IMF, World Bank, G7 Countries to Create Central Bank Digital Currency Rules


International financial authorities and seven of the world’s largest economies are establishing official standards for regulating and issuing sovereign digital currencies.

The Group of Twenty (G20) — an international forum for the governments and central bank governors from 19 countries and the European Union — said in a report last week that it is working with the International Monetary Fund (IMF), the World Bank and the Bank for International Settlements (BIS) to formalize the use of central bank digital currencies (CBDC) in banking systems.

According to a new report released today, by the end of 2022, the G20 members, the IMF, the World Bank and the BIS will have completed regulatory stablecoin frameworks and research and selection of CBDC designs, technologies and experiments.

Stablecoins are digital currencies that are often linked to physical currencies like the U.S. dollar. The IMF and the World Bank will have the technical capabilities to facilitate CBDC transactions between the countries by the end of 2025, the report said.

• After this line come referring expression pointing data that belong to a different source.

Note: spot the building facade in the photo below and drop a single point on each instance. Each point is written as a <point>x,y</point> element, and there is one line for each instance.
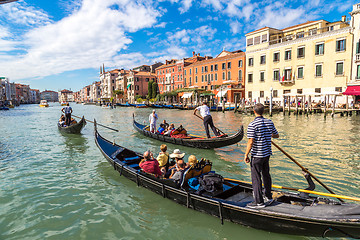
<point>309,58</point>
<point>222,75</point>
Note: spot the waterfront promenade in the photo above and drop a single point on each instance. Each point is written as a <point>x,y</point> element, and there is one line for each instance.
<point>60,187</point>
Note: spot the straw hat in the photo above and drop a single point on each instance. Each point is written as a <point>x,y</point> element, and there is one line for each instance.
<point>177,154</point>
<point>192,160</point>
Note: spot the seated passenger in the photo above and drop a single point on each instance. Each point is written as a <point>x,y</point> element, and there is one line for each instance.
<point>176,173</point>
<point>170,130</point>
<point>191,161</point>
<point>163,159</point>
<point>150,165</point>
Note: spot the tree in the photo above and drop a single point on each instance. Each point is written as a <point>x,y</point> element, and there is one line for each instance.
<point>154,90</point>
<point>150,89</point>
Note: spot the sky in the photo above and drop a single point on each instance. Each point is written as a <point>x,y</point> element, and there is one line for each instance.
<point>61,44</point>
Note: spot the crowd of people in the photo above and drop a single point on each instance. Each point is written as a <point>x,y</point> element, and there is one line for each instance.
<point>161,165</point>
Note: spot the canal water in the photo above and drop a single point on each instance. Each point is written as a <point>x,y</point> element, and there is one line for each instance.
<point>56,186</point>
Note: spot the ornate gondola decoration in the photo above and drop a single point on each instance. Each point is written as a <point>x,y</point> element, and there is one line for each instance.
<point>74,128</point>
<point>193,141</point>
<point>289,213</point>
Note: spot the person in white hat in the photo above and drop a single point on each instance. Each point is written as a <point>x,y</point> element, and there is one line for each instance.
<point>152,119</point>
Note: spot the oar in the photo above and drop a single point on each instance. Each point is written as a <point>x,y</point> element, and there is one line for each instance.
<point>214,126</point>
<point>303,190</point>
<point>304,169</point>
<point>98,124</point>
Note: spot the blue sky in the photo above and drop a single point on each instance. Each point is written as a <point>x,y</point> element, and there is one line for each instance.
<point>57,44</point>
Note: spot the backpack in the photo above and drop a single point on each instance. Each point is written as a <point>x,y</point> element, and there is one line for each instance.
<point>211,182</point>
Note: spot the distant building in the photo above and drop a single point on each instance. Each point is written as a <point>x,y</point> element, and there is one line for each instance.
<point>66,96</point>
<point>34,96</point>
<point>223,75</point>
<point>50,96</point>
<point>170,76</point>
<point>138,84</point>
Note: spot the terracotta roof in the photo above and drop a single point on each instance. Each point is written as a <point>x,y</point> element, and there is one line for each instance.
<point>298,25</point>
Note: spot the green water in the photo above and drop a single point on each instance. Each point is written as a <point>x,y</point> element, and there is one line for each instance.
<point>56,186</point>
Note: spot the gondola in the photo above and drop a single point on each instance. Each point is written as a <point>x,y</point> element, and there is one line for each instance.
<point>75,128</point>
<point>288,214</point>
<point>191,140</point>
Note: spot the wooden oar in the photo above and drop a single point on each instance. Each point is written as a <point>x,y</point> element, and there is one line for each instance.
<point>303,190</point>
<point>214,126</point>
<point>97,123</point>
<point>304,169</point>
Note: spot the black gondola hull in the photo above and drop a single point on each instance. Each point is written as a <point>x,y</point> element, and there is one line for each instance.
<point>73,129</point>
<point>204,143</point>
<point>237,213</point>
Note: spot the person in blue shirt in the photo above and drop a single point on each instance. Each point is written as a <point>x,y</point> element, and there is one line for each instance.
<point>260,131</point>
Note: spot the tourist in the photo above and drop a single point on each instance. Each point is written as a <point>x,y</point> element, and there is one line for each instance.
<point>67,110</point>
<point>205,114</point>
<point>259,134</point>
<point>192,161</point>
<point>149,164</point>
<point>152,119</point>
<point>163,158</point>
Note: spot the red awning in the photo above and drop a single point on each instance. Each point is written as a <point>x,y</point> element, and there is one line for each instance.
<point>352,90</point>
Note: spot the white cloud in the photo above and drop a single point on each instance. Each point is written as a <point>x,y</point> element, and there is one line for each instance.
<point>21,13</point>
<point>92,35</point>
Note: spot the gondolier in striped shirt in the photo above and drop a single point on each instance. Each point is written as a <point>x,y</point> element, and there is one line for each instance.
<point>260,131</point>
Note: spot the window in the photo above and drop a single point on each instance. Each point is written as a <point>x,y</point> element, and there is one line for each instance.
<point>339,69</point>
<point>341,45</point>
<point>300,72</point>
<point>263,59</point>
<point>264,38</point>
<point>276,75</point>
<point>275,93</point>
<point>250,77</point>
<point>276,57</point>
<point>262,76</point>
<point>288,54</point>
<point>250,42</point>
<point>300,35</point>
<point>338,89</point>
<point>301,52</point>
<point>318,70</point>
<point>319,49</point>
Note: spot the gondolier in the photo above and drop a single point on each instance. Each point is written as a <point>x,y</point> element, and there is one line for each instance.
<point>205,114</point>
<point>259,134</point>
<point>152,119</point>
<point>67,110</point>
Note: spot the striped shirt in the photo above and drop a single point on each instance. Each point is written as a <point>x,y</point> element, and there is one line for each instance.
<point>261,130</point>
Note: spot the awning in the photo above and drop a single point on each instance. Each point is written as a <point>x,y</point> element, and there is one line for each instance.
<point>352,90</point>
<point>221,93</point>
<point>187,95</point>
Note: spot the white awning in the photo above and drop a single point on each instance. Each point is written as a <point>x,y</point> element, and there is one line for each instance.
<point>221,93</point>
<point>187,95</point>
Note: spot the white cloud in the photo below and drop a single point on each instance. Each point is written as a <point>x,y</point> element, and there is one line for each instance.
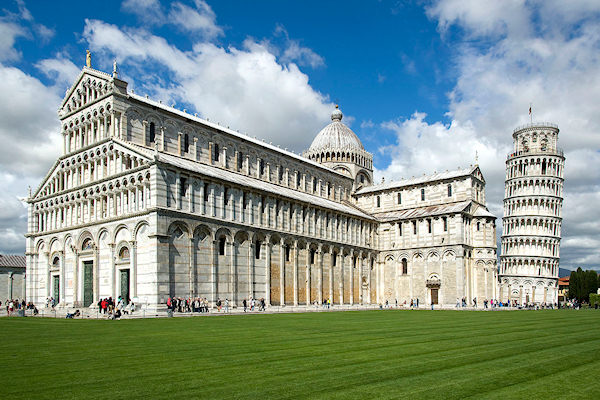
<point>148,11</point>
<point>509,61</point>
<point>9,31</point>
<point>245,88</point>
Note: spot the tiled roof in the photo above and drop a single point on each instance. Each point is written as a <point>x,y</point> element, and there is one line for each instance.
<point>248,181</point>
<point>483,212</point>
<point>419,180</point>
<point>423,211</point>
<point>12,261</point>
<point>234,133</point>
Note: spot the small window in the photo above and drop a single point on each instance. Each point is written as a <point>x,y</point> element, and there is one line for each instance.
<point>87,244</point>
<point>240,161</point>
<point>186,143</point>
<point>124,254</point>
<point>152,132</point>
<point>222,246</point>
<point>183,183</point>
<point>257,246</point>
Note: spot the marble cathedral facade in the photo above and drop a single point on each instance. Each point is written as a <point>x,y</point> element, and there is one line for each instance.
<point>148,202</point>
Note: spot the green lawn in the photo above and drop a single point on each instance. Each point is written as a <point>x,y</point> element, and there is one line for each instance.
<point>344,355</point>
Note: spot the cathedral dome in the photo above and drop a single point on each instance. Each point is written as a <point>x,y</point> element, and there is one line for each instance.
<point>336,136</point>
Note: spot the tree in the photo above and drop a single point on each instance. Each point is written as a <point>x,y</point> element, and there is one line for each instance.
<point>591,283</point>
<point>574,292</point>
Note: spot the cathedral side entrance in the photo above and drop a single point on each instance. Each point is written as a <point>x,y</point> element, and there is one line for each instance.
<point>88,283</point>
<point>124,279</point>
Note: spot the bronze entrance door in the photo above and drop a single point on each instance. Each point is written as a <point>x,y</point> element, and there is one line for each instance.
<point>125,284</point>
<point>56,288</point>
<point>88,283</point>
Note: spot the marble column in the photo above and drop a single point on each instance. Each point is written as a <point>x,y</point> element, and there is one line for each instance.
<point>308,274</point>
<point>296,273</point>
<point>268,271</point>
<point>282,260</point>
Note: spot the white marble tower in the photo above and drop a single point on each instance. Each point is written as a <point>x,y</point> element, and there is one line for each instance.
<point>532,216</point>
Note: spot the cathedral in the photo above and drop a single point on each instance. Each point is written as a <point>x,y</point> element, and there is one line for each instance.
<point>149,202</point>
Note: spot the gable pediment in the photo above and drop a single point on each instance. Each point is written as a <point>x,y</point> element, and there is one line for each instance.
<point>89,85</point>
<point>53,182</point>
<point>477,174</point>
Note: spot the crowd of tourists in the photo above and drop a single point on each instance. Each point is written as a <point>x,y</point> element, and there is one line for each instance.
<point>202,305</point>
<point>114,309</point>
<point>14,305</point>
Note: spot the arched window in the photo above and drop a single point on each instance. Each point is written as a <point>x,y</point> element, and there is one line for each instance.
<point>216,152</point>
<point>124,254</point>
<point>240,160</point>
<point>186,143</point>
<point>222,246</point>
<point>152,132</point>
<point>87,244</point>
<point>257,249</point>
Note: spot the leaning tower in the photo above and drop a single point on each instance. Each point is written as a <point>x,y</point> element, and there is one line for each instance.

The countries will “examine the scope for new multilateral platforms, global stablecoin arrangements and central bank digital currencies to address the challenges that cross-border payments face without compromising on minimum supervisory and regulatory standards to control risks to monetary and financial stability,” the G7 Financial Stability Board (FSB), a body formed after the 2008 financial crisis, said.

The G7 roadmap about stablecoins follows a joint report released by seven central banks last week through the BIS in sketching out a transnational front around nationalized digital currencies.

Last week’s report, authored by the United States Federal Reserve, the Bank of Canada, the European Central Bank (ECB), the Bank of England (BOE), the Swiss National Bank, Sweden’s Sveriges Riksbank and the Bank of Japan (BOJ), outlined properties the central banks would require from CBDCs in their countries.

The North American, European and Japanese banks said CBDCs would need to be interchangeable with existing money forms and resemble cash in its ease of use in a swathe of payment types at little or no cost.

CBDC systems should also connect to legacy financial technologies, settle high volumes of transactions instantaneously around the clock, be impervious to cyberattacks and outages, and comply with regulations and monitoring that apply to money already in circulation and that retain central bank power, the report said.

CBDCs could improve cross-border payments, counter Facebook Libra-like corporate digital currencies and transfer emergency fund payments to consumers during the coronavirus pandemic, the report said. But CBDCs would not be anonymous and self-running, the report said, diverging from the virtual currencies whose distributed ledger technology they would borrow.

Bitcoin transactions run on a blockchain network that masks and silos personal data from central actors, while central banks would maintain access and visibility into CBDC payments and identities.